STELLARTON, Nova Scotia — Sobeys here has struck a deal to distribute food and grocery items for Target’s expansion to Canada.

STELLARTON, Nova Scotia — Sobeys here has struck a deal to distribute food and grocery items for Target’s expansion to Canada.

The deal could help Sobeys realize a benefit from an explosion in square footage that otherwise has Canadian food retailers worried.

Minneapolis-based Target said it would begin opening stores in Canada in early 2013 with plans for up to 135 stores by 2014. The retailer is expanding through the lease purchase and subsequent renovations of the Zellers chain of discount stores. Target has also transferred 39 of the Zellers leases to Wal-Mart Stores, helping to fuel that chain’s expansion in Canada.

Sobeys said it would use its existing distribution network to provide Target stores with frozen, dairy and dry grocery products, including national-brand and Target private-label products. The two companies have also agreed to leverage one another’s distribution networks as a means to reduce transportation expenses.

“We are pleased to welcome Target as a valued wholesale customer. The associated increased revenue, and supply chain efficiencies, which will lower our costs, will continue to strengthen our competitive position,” Bill McEwan, chief executive officer of Sobeys, said in a statement.

Target officials have said that their Canada stores would vary by location as to the amount of food they will offer. But any addition of square footage to the market will continue to pressure food retailers there, sources said.

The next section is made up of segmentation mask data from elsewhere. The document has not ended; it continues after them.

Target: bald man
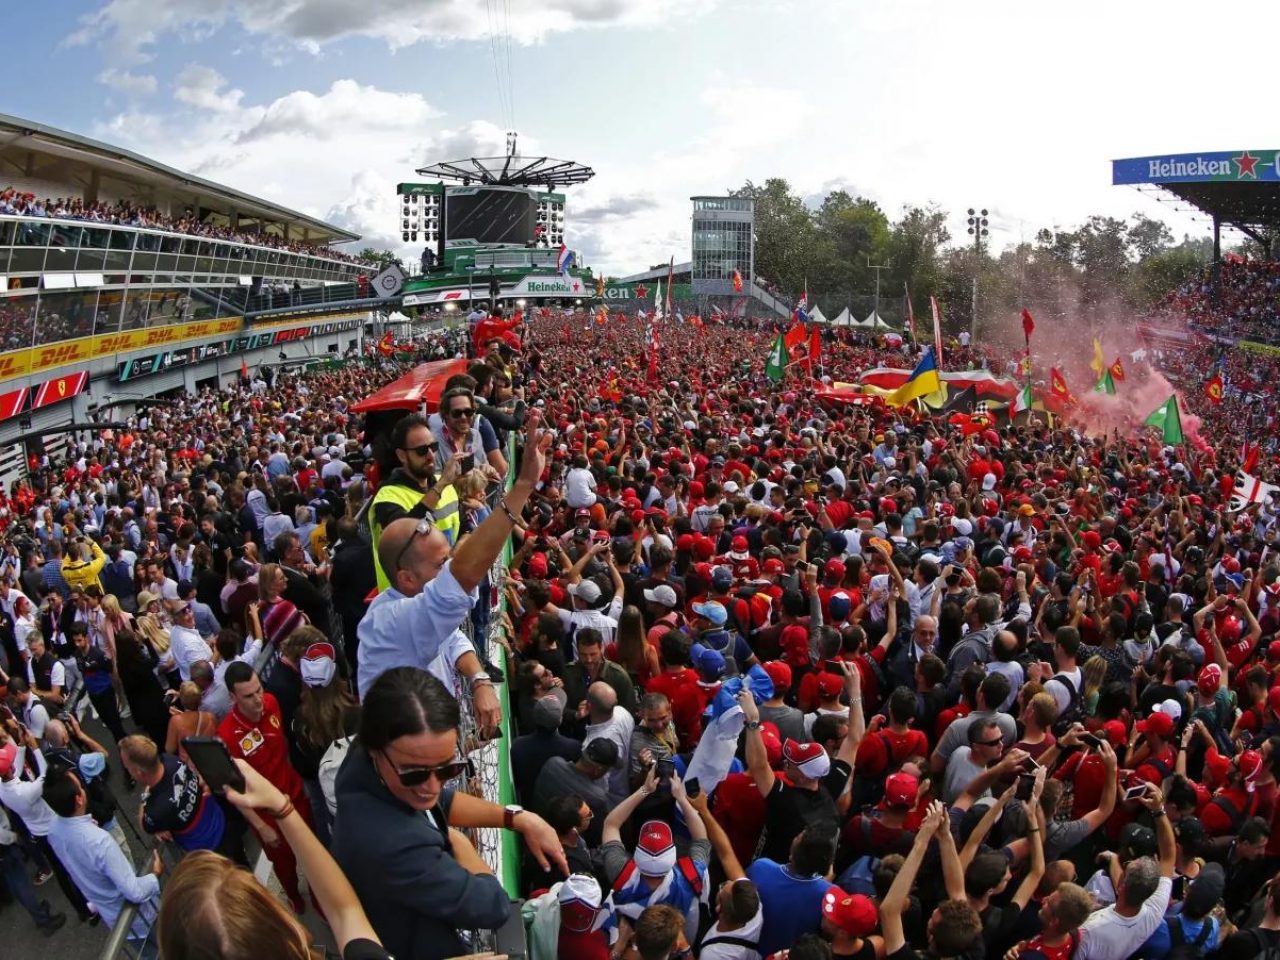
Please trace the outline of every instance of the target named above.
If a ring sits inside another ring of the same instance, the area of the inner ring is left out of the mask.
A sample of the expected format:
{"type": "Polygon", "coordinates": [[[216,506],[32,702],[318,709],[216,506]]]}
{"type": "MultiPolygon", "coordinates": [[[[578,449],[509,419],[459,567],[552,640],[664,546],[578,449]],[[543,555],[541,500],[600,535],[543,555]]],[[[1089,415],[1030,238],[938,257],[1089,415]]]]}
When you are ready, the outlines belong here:
{"type": "Polygon", "coordinates": [[[889,657],[885,668],[889,679],[895,687],[916,687],[916,664],[926,653],[935,653],[938,645],[938,621],[926,614],[916,617],[915,626],[905,643],[899,643],[898,649],[889,657]]]}
{"type": "Polygon", "coordinates": [[[636,721],[631,711],[618,705],[618,691],[603,680],[597,680],[587,687],[586,733],[582,738],[583,746],[592,740],[612,740],[618,745],[618,765],[609,774],[609,799],[615,805],[625,800],[631,793],[628,770],[631,763],[631,734],[635,732],[636,721]]]}
{"type": "Polygon", "coordinates": [[[482,732],[496,730],[502,710],[492,681],[458,625],[471,612],[476,588],[511,536],[547,461],[551,434],[529,418],[520,473],[504,500],[449,556],[449,541],[430,520],[404,517],[388,524],[378,560],[391,581],[360,621],[360,696],[393,667],[418,667],[452,689],[450,668],[471,687],[482,732]]]}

Galen G. Weston, executive chairman of Loblaw Cos., in an investor presentation late last month said that Wal-Mart’s expansion was a “disruptive” force in the Canada food retail market, particularly as chains battle for fresh food sales.

“Even though we’re quite confident about the way we’re competing against them, you don’t open a supermarket with zero sales, no matter how compromised your offer might be,” Weston said in remarks at the Scotia Bank Back to School Conference in Toronto. “And when you’re putting in footage at the rate they are today, it can’t help but improve their share and it can’t help but come at the expense of those of us who have been around for a long time.”

Target also said it finalized its $1.8 billion deal with Hudson’s Bay Co. for the Zellers stores, selecting 84 additional leases and bringing the total number of leases selected to 189. Target in May completed the purchase of 105 Zellers leases, the majority of which will become Target locations.

Target said it would acquire leasehold interests in 29 of the 84 additional leases selected, and would sell the remainder. This group includes the 39 leases Target agreed to transfer to Wal-Mart Stores in June.